When choosing or changing a career, it is best to align your core job duties with your natural strengths… so that what you do day in and day out energizes rather than drains you.
This is the core principle of my career practice because it leads to many career benefits—a topic I have explored and explained on many occasions in this blog.
Nevertheless, it is important to acknowledge other factors. When advising clients, we often weigh their priorities and preferences.
Sometimes, we even use a chart that gives a number score to each factor, which helps them with their decision.
Money – what you need in the short term, what you want in the long term
Health & Dental benefits – especially important as we get older (or sicker)

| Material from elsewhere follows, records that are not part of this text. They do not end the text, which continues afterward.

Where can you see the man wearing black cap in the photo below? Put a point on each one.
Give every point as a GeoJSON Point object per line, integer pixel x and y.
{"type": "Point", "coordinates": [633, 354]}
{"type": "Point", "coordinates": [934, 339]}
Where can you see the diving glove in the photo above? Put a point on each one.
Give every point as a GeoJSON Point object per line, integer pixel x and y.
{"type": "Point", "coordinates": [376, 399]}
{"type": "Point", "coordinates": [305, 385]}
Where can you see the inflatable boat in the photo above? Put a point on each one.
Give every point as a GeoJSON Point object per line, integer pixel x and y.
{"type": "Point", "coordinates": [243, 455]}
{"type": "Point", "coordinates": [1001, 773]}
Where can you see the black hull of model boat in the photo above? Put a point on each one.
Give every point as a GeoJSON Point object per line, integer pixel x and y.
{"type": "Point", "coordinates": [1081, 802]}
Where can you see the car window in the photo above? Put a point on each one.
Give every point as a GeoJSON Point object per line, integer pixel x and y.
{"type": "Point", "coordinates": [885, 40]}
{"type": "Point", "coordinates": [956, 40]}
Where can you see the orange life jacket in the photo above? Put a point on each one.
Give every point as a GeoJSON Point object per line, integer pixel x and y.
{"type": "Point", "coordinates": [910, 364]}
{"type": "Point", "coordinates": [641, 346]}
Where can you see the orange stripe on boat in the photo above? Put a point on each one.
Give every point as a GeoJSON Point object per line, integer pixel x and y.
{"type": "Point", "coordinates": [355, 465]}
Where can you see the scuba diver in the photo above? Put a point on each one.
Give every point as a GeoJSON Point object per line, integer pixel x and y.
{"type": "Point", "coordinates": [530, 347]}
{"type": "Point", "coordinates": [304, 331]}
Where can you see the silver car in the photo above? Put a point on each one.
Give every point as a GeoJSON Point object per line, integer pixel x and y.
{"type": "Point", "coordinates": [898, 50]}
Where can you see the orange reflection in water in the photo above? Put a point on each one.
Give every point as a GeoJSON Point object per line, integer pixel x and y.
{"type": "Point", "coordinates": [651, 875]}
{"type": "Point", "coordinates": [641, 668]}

Pension – a forced savings plan that is provides some security in an uncertain future
Vacation – what you need in the short term, what you want in the long term
Other benefits – e.g. stock options, tuition reimbursement, car allowance
Work/life balance – when hybrid work and flexibility for childcare is a high priority
Company culture – good relationship with your boss and colleagues
Stability – depends on your responsibilities and obligations, even your personality
Career advancement – opportunity to grow professionally
Timing – some factors we can’t control and we must react to circumstances
Simply listing each of these factors in terms of priority (e.g. 1=high, 2=moderate, 3=low) can help you separate reason from feelings when considering a career choice or change.